The key feature of each system is to grade (score) essays using input from previously scored essays. There are three major scoring approaches: holistic, analytical, and trait-based scoring. In a holistic approach, also considered the fastest and least expensive, many features of an essay are considered, but an overall score is generated based on the whole of the piece (Chung & O’Neil, 1997; Ke & Ng, 2019). An analytical approach to scoring includes a scale for each criterion, scores, and feedback for each criterion (Ke & Ng, 2019). Some essay grades or scores are calculated by summing the scale scores, while others use criterion weights. Finally, in trait-based scoring, a single trait or multiple traits of a text piece may be examined. The purpose of the writing determines the exact trait or traits examined and, in some cases, by the availability of raters, as multi-trait scoring is considered the most labor-intensive, time-consuming, and cost-intensive of the three scoring approaches (Ohta et al., 2018). Ideally, an AES system would yield the same overall score for an essay regardless of the scoring approach.

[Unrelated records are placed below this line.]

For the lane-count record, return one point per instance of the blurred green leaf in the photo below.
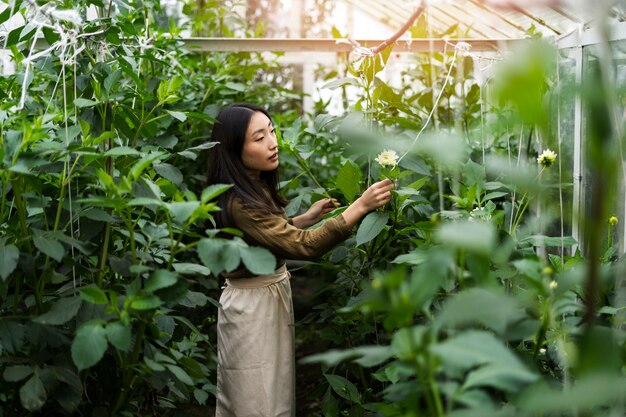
(475, 237)
(119, 335)
(344, 388)
(159, 279)
(489, 308)
(259, 261)
(371, 226)
(349, 180)
(89, 345)
(62, 311)
(33, 394)
(9, 255)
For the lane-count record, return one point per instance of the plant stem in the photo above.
(104, 250)
(127, 378)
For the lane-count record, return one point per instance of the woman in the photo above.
(256, 370)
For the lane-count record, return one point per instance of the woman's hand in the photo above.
(377, 195)
(315, 213)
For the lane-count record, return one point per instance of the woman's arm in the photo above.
(377, 195)
(315, 213)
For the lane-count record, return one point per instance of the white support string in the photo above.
(460, 46)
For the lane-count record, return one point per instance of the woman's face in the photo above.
(260, 148)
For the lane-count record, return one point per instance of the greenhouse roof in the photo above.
(481, 23)
(480, 19)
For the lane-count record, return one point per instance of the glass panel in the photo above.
(615, 195)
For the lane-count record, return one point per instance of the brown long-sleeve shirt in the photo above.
(277, 234)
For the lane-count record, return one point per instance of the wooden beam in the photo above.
(332, 45)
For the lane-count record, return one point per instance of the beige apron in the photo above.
(255, 348)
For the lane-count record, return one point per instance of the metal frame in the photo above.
(578, 40)
(303, 45)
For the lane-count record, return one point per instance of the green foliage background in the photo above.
(452, 300)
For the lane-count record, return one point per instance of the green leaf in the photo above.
(112, 79)
(141, 165)
(94, 295)
(17, 373)
(212, 191)
(348, 180)
(473, 348)
(83, 102)
(235, 86)
(62, 311)
(504, 378)
(5, 15)
(89, 345)
(69, 397)
(480, 306)
(189, 268)
(475, 237)
(215, 255)
(180, 374)
(119, 335)
(177, 115)
(371, 226)
(155, 366)
(182, 211)
(161, 278)
(14, 36)
(49, 247)
(540, 240)
(122, 151)
(343, 388)
(11, 335)
(366, 356)
(169, 172)
(9, 255)
(200, 396)
(258, 260)
(33, 394)
(340, 82)
(145, 302)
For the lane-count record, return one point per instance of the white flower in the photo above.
(387, 158)
(547, 158)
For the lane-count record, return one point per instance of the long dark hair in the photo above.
(226, 166)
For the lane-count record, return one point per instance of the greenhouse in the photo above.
(313, 208)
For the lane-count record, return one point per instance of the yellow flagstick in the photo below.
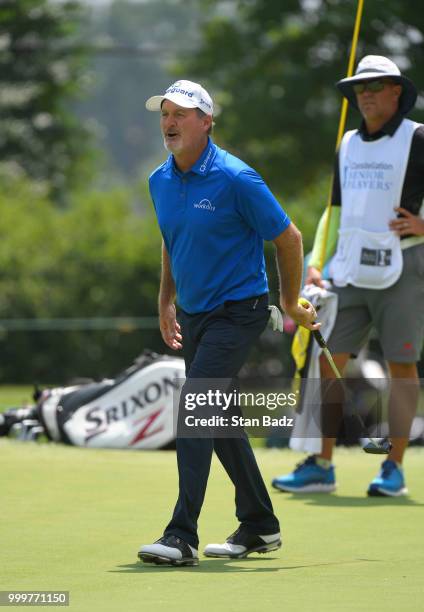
(342, 123)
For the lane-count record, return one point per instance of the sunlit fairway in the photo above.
(73, 519)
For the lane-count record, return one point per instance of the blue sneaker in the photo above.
(389, 483)
(308, 477)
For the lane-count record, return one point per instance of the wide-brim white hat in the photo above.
(186, 94)
(373, 67)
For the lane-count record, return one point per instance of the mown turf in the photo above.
(73, 519)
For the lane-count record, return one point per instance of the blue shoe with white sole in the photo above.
(308, 477)
(390, 482)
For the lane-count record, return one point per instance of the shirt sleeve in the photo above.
(258, 206)
(413, 185)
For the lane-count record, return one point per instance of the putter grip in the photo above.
(318, 337)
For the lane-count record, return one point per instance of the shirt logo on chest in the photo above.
(205, 205)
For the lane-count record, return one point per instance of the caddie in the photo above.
(376, 234)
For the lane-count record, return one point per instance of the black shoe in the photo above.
(169, 550)
(241, 543)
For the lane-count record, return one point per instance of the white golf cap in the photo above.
(373, 67)
(186, 94)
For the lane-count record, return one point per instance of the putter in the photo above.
(373, 446)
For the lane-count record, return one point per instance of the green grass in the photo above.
(73, 519)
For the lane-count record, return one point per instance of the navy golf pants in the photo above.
(216, 345)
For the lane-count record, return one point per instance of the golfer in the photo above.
(378, 266)
(214, 213)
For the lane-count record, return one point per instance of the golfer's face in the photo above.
(182, 128)
(379, 105)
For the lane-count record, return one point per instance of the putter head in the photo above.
(380, 446)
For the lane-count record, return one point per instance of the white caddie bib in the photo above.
(371, 180)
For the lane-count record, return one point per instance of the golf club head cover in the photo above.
(276, 318)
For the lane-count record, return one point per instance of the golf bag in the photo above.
(134, 410)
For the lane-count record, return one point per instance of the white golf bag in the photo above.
(133, 411)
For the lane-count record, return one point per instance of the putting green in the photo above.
(73, 519)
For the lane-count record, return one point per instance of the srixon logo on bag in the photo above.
(156, 394)
(376, 257)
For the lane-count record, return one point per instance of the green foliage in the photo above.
(99, 257)
(272, 67)
(41, 66)
(134, 45)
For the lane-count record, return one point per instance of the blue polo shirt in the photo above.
(214, 219)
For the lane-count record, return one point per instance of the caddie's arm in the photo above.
(289, 259)
(169, 326)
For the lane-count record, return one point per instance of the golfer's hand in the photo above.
(170, 328)
(407, 224)
(303, 313)
(313, 277)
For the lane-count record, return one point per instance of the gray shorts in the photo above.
(396, 313)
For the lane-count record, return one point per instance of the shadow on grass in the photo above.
(323, 499)
(218, 566)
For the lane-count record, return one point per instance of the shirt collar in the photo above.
(388, 128)
(203, 164)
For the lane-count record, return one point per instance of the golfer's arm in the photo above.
(289, 259)
(167, 291)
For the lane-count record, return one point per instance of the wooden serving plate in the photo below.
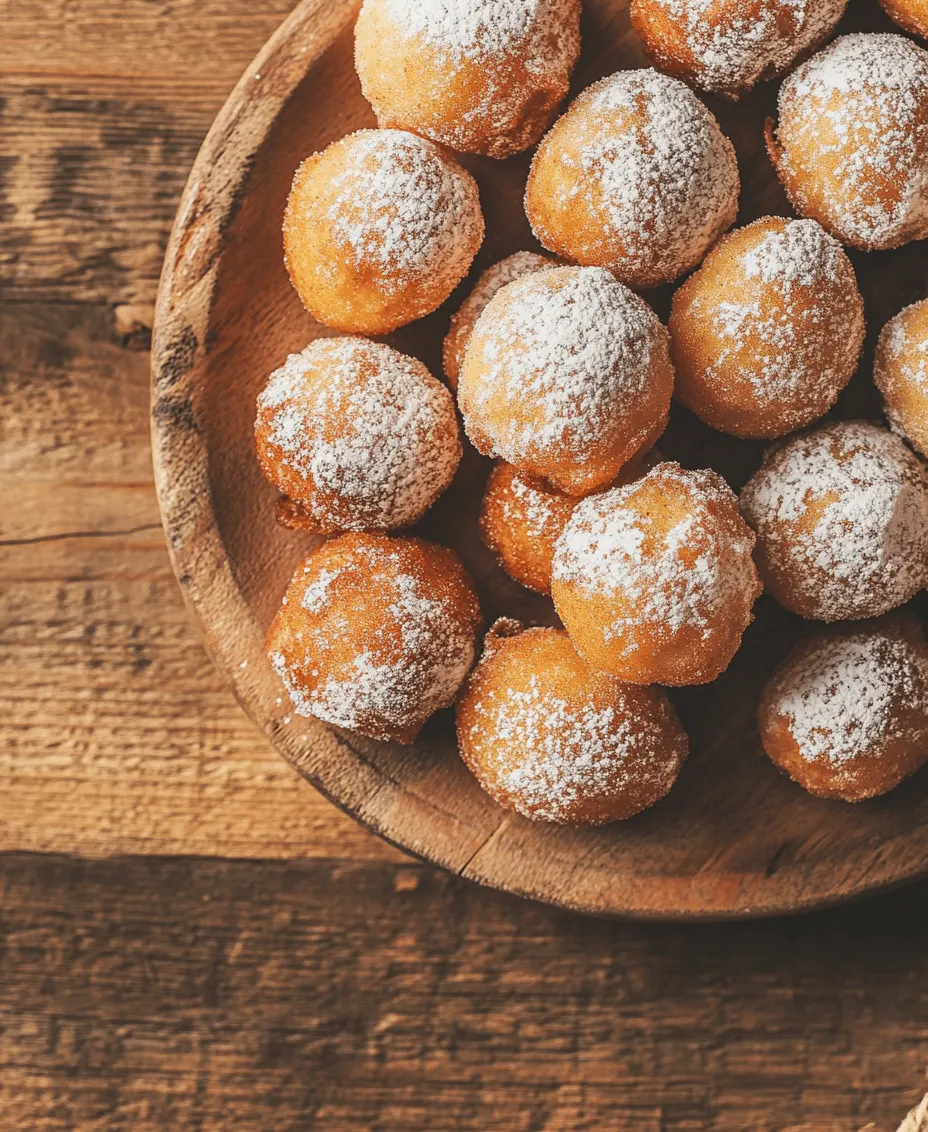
(733, 838)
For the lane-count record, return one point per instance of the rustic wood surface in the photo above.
(353, 988)
(733, 837)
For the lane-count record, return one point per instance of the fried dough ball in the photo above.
(376, 634)
(729, 45)
(522, 519)
(507, 271)
(654, 581)
(379, 229)
(845, 715)
(361, 437)
(841, 516)
(567, 376)
(911, 15)
(480, 76)
(548, 737)
(901, 374)
(767, 332)
(851, 145)
(635, 177)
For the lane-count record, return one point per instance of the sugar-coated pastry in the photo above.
(480, 76)
(507, 271)
(911, 15)
(376, 634)
(567, 376)
(361, 437)
(841, 515)
(851, 144)
(729, 45)
(901, 374)
(845, 715)
(379, 229)
(550, 738)
(522, 517)
(654, 581)
(767, 332)
(635, 177)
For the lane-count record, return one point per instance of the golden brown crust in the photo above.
(379, 229)
(655, 581)
(376, 634)
(361, 437)
(851, 145)
(552, 739)
(567, 377)
(522, 519)
(768, 331)
(845, 714)
(911, 15)
(488, 85)
(901, 374)
(730, 45)
(464, 319)
(636, 177)
(841, 515)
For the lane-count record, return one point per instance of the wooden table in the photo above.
(190, 937)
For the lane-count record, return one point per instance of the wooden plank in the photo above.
(89, 180)
(181, 42)
(102, 111)
(118, 735)
(220, 995)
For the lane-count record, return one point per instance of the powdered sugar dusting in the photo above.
(907, 350)
(736, 48)
(902, 369)
(507, 271)
(801, 254)
(567, 350)
(870, 94)
(403, 207)
(415, 645)
(866, 550)
(667, 174)
(680, 579)
(489, 73)
(539, 508)
(841, 696)
(478, 29)
(553, 755)
(369, 431)
(800, 311)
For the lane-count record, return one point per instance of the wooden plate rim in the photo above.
(209, 202)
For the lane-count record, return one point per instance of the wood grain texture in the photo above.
(733, 838)
(138, 995)
(118, 736)
(215, 996)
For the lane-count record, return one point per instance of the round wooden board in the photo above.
(733, 838)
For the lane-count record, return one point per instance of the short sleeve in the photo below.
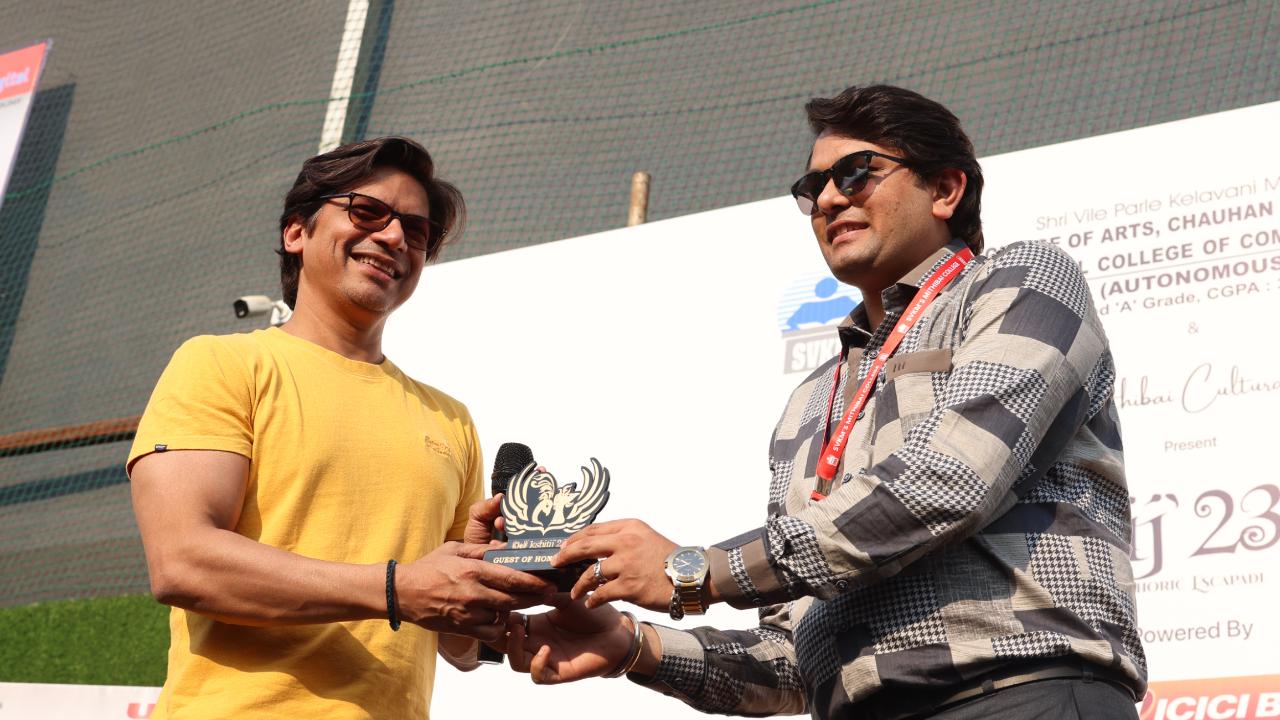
(204, 401)
(472, 468)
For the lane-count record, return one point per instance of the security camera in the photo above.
(252, 305)
(260, 305)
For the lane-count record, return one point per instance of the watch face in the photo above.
(689, 563)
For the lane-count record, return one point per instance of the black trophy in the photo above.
(540, 515)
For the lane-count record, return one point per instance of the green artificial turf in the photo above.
(106, 641)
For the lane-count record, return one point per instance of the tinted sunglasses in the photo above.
(371, 214)
(849, 173)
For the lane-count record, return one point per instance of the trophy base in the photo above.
(535, 557)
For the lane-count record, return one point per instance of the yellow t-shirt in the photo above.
(351, 463)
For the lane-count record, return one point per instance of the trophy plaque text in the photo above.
(540, 515)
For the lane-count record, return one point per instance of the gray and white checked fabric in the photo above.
(982, 520)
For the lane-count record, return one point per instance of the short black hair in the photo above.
(346, 167)
(924, 132)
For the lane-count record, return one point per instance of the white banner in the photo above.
(37, 701)
(19, 73)
(668, 350)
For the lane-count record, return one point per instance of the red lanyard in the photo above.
(835, 450)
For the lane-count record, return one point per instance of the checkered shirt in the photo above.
(981, 522)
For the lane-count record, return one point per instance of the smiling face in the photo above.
(361, 276)
(885, 229)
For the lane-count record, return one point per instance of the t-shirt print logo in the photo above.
(437, 446)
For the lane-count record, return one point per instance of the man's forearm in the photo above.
(234, 579)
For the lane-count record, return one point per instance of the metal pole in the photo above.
(639, 199)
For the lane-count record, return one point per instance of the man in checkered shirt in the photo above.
(972, 556)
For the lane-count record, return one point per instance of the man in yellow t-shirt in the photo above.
(278, 475)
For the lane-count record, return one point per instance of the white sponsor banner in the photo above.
(668, 350)
(37, 701)
(1176, 228)
(19, 73)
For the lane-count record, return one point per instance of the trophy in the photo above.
(542, 514)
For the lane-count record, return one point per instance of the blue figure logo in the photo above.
(822, 311)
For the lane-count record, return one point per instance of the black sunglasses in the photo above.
(849, 173)
(371, 214)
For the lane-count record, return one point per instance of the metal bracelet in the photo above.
(632, 652)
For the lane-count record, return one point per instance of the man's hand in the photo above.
(631, 560)
(568, 643)
(483, 518)
(452, 589)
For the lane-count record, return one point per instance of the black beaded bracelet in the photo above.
(392, 616)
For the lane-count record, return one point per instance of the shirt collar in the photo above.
(855, 329)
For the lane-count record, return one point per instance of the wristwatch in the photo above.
(686, 566)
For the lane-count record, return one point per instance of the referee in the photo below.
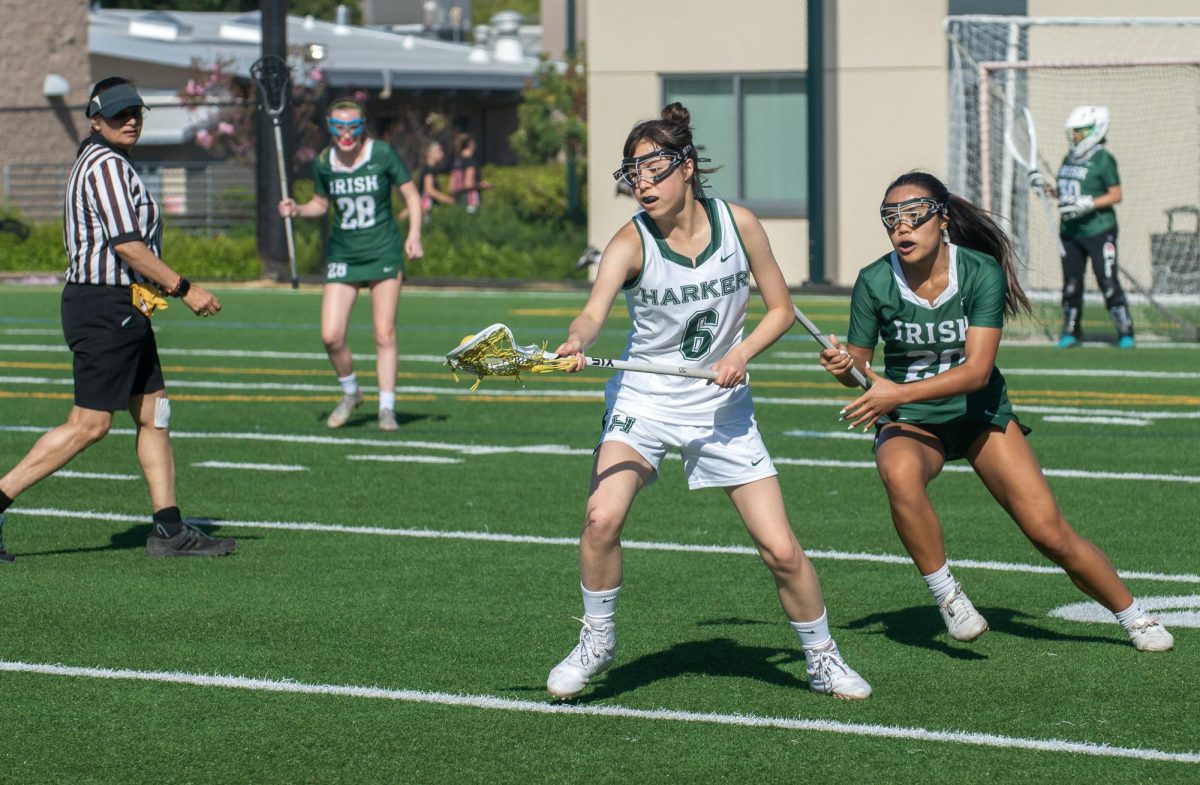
(113, 234)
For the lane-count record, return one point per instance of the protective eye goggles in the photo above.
(912, 211)
(655, 166)
(354, 126)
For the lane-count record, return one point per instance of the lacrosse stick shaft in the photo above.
(283, 195)
(807, 323)
(648, 367)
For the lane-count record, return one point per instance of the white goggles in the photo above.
(655, 166)
(912, 211)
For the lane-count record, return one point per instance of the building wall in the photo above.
(49, 36)
(627, 60)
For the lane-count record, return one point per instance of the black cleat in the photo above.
(190, 541)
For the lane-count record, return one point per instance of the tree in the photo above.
(552, 117)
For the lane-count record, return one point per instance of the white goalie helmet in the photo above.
(1095, 124)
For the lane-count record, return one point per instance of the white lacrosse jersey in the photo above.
(685, 313)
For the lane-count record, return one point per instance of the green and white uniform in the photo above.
(1092, 177)
(923, 339)
(365, 243)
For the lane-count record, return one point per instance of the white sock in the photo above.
(599, 606)
(1131, 615)
(941, 583)
(813, 634)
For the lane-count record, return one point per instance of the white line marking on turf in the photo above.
(562, 449)
(403, 459)
(251, 467)
(492, 702)
(532, 539)
(1096, 420)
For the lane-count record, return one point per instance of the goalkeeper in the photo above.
(685, 263)
(1089, 187)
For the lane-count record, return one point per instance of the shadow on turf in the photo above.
(364, 419)
(922, 627)
(713, 657)
(133, 538)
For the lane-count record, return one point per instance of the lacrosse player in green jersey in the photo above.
(1087, 187)
(684, 264)
(357, 174)
(939, 301)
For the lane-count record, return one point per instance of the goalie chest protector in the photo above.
(688, 313)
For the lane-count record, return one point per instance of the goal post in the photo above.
(1013, 73)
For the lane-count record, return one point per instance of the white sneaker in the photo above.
(592, 655)
(961, 619)
(343, 409)
(1149, 635)
(388, 420)
(829, 675)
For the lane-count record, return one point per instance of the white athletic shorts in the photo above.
(713, 455)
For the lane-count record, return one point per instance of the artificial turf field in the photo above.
(397, 599)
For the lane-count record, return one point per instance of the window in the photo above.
(755, 129)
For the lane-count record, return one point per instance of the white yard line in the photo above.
(562, 449)
(570, 541)
(492, 702)
(251, 467)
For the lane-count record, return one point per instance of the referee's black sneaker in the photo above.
(189, 541)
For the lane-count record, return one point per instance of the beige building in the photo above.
(741, 69)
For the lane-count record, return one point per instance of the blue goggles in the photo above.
(354, 126)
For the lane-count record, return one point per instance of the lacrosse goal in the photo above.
(1147, 73)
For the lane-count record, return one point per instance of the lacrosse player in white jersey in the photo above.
(684, 264)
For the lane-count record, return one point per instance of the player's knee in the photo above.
(601, 525)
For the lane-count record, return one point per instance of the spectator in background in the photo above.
(466, 181)
(431, 165)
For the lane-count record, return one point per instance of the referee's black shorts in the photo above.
(115, 355)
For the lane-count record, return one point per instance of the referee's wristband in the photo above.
(181, 288)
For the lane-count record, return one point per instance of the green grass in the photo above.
(450, 616)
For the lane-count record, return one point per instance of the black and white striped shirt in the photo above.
(107, 204)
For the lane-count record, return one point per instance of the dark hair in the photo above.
(346, 103)
(672, 131)
(972, 227)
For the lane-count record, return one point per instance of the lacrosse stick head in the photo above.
(271, 77)
(495, 352)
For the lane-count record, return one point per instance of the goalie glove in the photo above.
(1075, 208)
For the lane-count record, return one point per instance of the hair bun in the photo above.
(677, 113)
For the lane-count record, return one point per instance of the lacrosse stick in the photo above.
(273, 76)
(807, 323)
(1036, 180)
(495, 352)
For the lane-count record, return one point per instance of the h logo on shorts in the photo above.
(621, 423)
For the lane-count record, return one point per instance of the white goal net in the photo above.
(1012, 75)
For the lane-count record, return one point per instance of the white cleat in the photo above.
(961, 619)
(829, 675)
(343, 409)
(592, 655)
(1149, 635)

Establishing consistency in scoring between humans and AES systems is necessary before instructors can fully make use of these systems. Past research suggests AES systems can reach high levels of agreement with human raters (Lim et al., 2021; Yun, 2023). AES systems offer consistency in scoring for grading, objective assessment, the ability to detect plagiarism, and the ability to identify grammar, mechanics, and other linguistic features (Sevcikova, 2018). However, they have also been criticized for their emphasis on surface-level information and inability to evaluate content development (Sevcikova, 2018) or linguistic context (Atkinson & Palma, 2025). Additionally, these systems can be costly to run (Sevcikova, 2018). Finally, AES and human raters are also subject to reliability and validity concerns (Ramesh & Sanampudi, 2022). Some of these concerns may be addressed using LLMs.

The use of LLMs for AES is a more recent area of investigation (Mizumoto & Eguchi, 2023). AES systems were designed with a focus on essays to evaluate content mastery or grammar and mechanics, whereas LLMs were developed more broadly to assess and generate human language, answer questions, and complete other language-related tasks, offering a range of opportunities for learning (Kasneci et al., 2023). The response generated by an LLM depends on the model used and varies across tasks (Mansour et al., 2024; Shen et al., 2023).

Mizumoto and Eguchi (2023) provide an early test of the ability of the ChatGPT-3.5 text-davinci-003 model to automatically score TOEFL11, a test for non-native English speakers. TOEFL (Test of English as a Foreign Language) evaluates English proficiency and scores each essay as low, medium, or high. They find that a high degree of accuracy exists between the benchmark scores of TOEFL11 and what ChatGPT-3.5 can produce, and that the inclusion of lexical features improves scoring accuracy (Mizumoto & Eguchi, 2023). A recent study from Pack et al. (2024) examined interrater reliability between humans and four LLMs: Google’s PaLM, Claude 2, GPT-3.5, and GPT-4.0, using a sample of college admissions language proficiency essays following a 6-point scoring rubric. GPT-4.0 had the highest interrater reliability with humans among the four LLMs, but the authors note that in several circumstances, the LLMs did not perform as expected. For example, some LLMs sometimes added language to the essay and then scored it, while at other times they assigned scores that did not match the rubric used by human coders (Pack et al., 2024). Continuous testing of LLMs is needed to determine which LLM produces scores most similar to those of human coders, as new models are released very frequently.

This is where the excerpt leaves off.